Before see, click, set-value, or other window-level actions on a named app, do this first:

peekaboo app switch --to "AppName"

If needed, unhide or launch it first:

peekaboo app unhide --app "AppName"
peekaboo app launch "AppName"

Do not assume a running app has a capturable front window. Bring it forward first, then inspect it.

Inspection patterns

Use structured inspection first.
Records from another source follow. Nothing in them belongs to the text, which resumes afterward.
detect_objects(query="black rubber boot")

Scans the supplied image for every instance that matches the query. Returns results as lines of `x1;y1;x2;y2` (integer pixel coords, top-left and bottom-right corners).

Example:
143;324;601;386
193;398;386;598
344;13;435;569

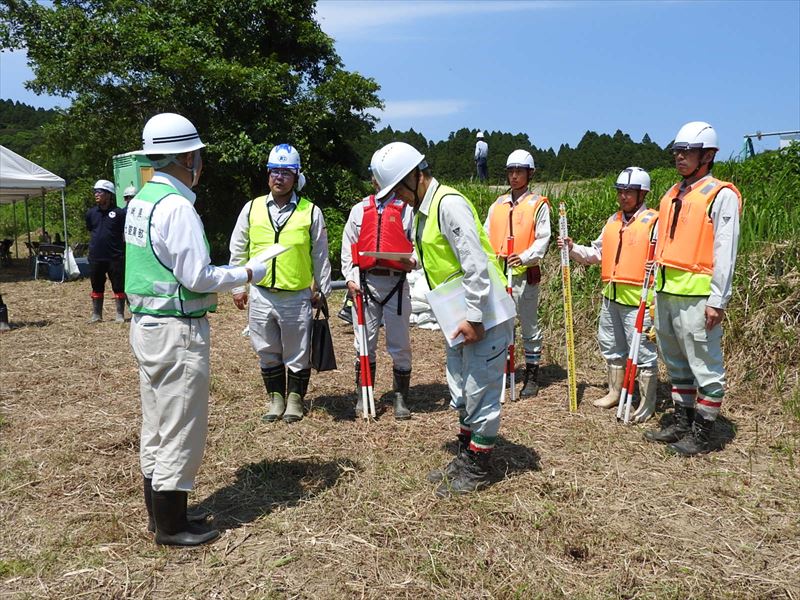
356;363;375;418
667;413;714;456
283;369;311;423
142;476;209;533
426;433;470;483
644;404;695;444
436;448;490;498
152;490;219;546
89;298;103;323
519;364;539;398
392;369;411;421
0;296;11;331
114;298;125;323
261;365;286;423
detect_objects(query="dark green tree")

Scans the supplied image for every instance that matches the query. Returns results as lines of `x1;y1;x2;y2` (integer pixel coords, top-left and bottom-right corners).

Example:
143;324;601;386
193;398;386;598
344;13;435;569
0;0;380;253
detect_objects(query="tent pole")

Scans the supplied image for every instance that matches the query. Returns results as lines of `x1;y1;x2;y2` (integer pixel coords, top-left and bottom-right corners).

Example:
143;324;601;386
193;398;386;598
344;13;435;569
11;200;19;260
61;188;69;250
25;196;31;244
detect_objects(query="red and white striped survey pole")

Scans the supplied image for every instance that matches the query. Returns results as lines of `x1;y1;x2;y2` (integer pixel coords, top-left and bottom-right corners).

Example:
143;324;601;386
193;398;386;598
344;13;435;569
503;234;517;402
350;244;375;421
617;237;656;425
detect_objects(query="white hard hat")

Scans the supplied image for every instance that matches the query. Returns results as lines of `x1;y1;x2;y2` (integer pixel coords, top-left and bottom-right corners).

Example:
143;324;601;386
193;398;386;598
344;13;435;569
267;144;300;174
142;113;205;155
92;179;117;194
614;167;650;192
672;121;719;150
506;150;536;170
370;142;427;199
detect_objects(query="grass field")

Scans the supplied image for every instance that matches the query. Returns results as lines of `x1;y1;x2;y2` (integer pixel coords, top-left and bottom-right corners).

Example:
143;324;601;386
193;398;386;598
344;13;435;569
0;246;800;599
0;152;800;600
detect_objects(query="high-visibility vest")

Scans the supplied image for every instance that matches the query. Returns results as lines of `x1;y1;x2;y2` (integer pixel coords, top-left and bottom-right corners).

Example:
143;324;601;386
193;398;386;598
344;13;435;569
248;196;314;291
125;181;217;317
655;177;742;296
358;195;414;271
489;192;550;275
414;185;503;289
600;208;658;287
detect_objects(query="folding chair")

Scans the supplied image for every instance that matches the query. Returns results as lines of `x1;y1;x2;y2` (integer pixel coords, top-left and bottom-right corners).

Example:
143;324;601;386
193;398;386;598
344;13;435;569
33;244;64;283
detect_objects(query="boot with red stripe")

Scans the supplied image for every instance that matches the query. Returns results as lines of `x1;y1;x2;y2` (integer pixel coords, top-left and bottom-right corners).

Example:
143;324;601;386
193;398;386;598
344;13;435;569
667;412;714;456
644;404;695;444
436;445;491;498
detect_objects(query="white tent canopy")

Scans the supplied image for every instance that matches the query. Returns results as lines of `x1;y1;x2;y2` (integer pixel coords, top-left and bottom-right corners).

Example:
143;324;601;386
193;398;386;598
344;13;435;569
0;146;67;204
0;146;68;256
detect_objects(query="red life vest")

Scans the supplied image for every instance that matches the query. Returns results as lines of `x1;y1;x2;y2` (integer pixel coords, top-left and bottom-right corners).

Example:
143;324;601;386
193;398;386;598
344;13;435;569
358;196;414;272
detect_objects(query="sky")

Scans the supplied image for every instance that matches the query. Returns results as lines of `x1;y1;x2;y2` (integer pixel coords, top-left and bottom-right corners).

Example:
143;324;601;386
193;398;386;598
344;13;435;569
0;0;800;158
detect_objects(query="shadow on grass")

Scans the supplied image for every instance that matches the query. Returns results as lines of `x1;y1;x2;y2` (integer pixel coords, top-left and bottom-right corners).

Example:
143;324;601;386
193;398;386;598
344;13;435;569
444;435;542;482
656;408;736;450
198;459;359;530
536;364;596;405
313;382;450;421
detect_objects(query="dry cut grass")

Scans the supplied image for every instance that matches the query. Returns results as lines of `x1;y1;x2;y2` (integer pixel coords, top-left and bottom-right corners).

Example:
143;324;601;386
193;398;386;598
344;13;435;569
0;258;800;599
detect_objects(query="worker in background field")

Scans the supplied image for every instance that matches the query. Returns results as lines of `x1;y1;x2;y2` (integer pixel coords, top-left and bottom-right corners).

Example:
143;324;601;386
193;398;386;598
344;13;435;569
342;169;416;420
484;150;550;398
230;144;331;423
475;131;489;183
645;121;742;456
125;113;266;546
86;179;125;323
122;185;137;206
372;142;514;497
558;167;658;423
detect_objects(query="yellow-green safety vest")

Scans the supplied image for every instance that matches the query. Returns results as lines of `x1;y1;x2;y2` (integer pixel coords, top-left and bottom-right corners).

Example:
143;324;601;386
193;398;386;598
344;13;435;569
248;196;314;291
125;181;217;317
414;185;504;289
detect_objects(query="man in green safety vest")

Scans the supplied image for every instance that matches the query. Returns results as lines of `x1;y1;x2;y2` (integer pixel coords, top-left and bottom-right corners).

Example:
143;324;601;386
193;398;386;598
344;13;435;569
372;142;514;498
125;113;266;546
230;144;331;423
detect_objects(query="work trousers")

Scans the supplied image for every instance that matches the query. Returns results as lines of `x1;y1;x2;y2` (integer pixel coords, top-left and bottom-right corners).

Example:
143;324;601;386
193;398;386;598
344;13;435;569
656;293;725;421
89;258;125;298
511;273;542;365
597;297;658;369
447;319;514;450
249;285;312;373
130;314;210;491
354;272;411;371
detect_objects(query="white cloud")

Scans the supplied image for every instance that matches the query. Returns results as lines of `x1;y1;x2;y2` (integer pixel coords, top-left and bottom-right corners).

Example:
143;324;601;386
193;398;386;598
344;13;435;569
317;0;564;39
369;100;469;123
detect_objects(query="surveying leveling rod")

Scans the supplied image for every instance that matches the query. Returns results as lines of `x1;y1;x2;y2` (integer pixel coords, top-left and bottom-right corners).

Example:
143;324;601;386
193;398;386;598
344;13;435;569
558;202;578;413
503;235;517;402
350;244;375;421
617;238;656;425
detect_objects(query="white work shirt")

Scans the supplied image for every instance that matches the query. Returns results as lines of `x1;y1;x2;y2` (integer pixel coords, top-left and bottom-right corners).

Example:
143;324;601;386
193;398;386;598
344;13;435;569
483;192;552;267
342;194;416;283
229;192;331;296
140;171;247;293
416;178;491;323
681;173;739;308
475;140;489;160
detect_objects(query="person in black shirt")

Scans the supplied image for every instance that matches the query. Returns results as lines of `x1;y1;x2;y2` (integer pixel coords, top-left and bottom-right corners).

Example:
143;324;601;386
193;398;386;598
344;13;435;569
86;179;125;323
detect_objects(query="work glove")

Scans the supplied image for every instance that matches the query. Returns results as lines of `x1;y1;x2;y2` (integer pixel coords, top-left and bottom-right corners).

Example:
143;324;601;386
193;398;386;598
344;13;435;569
245;258;267;285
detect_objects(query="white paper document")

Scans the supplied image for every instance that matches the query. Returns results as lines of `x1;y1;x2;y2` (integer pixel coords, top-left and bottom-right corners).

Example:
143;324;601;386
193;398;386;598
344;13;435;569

Start broad, then narrow:

peekaboo list apps
peekaboo app switch --to "Safari"
peekaboo see --app "Safari" --json
peekaboo image --mode screen --retina --path ~/Desktop/peekaboo-screen.png

When a command returns a snapshot_id, reuse it for follow-up actions.

A good first-pass sequence is:

peekaboo list apps
peekaboo app switch --to "TargetApp"
peekaboo see --app "TargetApp" --json

Action preference order

Prefer actions in this order:

  1. set-value
  2. perform-action
  3. click --on <id/query>
  4. type
  5. coordinate-based actions only as a fallback

Examples:

peekaboo set-value --on T1 --value "hello" --snapshot "$SNAPSHOT"
peekaboo perform-action --on B1 --action AXPress --snapshot "$SNAPSHOT"
peekaboo click --on "Save" --snapshot "$SNAPSHOT"
peekaboo type --text "hello world"

Common commands

  • Focus + inspect UI: peekaboo app switch --to "AppName" && peekaboo see --app "AppName" --json
  • List windows: prefer app-focused inspection over raw window listing
  • Click element: peekaboo click --on "Label" --snapshot "$SNAPSHOT"
  • Set text directly: peekaboo set-value --on T1 --value "text" --snapshot "$SNAPSHOT"
  • Trigger AX action: peekaboo perform-action --on B1 --action AXPress --snapshot "$SNAPSHOT"
  • Hotkey: peekaboo hotkey cmd,shift,t
  • Switch apps: peekaboo app switch --to "Notes"
  • Work with dialogs: peekaboo dialog list
  • Menu bar: peekaboo menubar list
  • Dock: peekaboo dock list
  • Spaces: peekaboo space list
  • Natural language agent: peekaboo agent "..."

When to ask first

Ask before:

  • destructive or irreversible actions
  • sending messages, emails, or posts through another app
  • entering secrets, passwords, or 2FA codes
  • bulk actions that could affect user data
  • installing Homebrew if it is not present

Do not ask before installing Peekaboo itself if Homebrew is already available and the user asked to use or set up Peekaboo.

Troubleshooting

If peekaboo see fails:

  • switch/focus the app first with peekaboo app switch --to "AppName"
  • if the app may be hidden, run peekaboo app unhide --app "AppName"
  • retry with peekaboo see --app frontmost --json
  • retry with a simpler target or a full-screen capture

If a semantic action fails:

  • refresh the snapshot
  • try perform-action
  • only then fall back to click or keyboard input

If permission output is unclear, report the raw missing permission names to the user.

Reporting

Keep updates short and concrete:

  • whether Peekaboo was already installed or was installed now
  • whether permissions are ready
  • what app/UI was inspected
  • what action succeeded or what blocked progress

Safety notes

  • Native desktop automation is high-impact; avoid risky guesses.
  • Do not claim success without command evidence.
  • If Peekaboo errors, retry once with a simpler or more direct command before concluding.
  • If the task is clearly a browser page task, use the browser tool instead of forcing Peekaboo.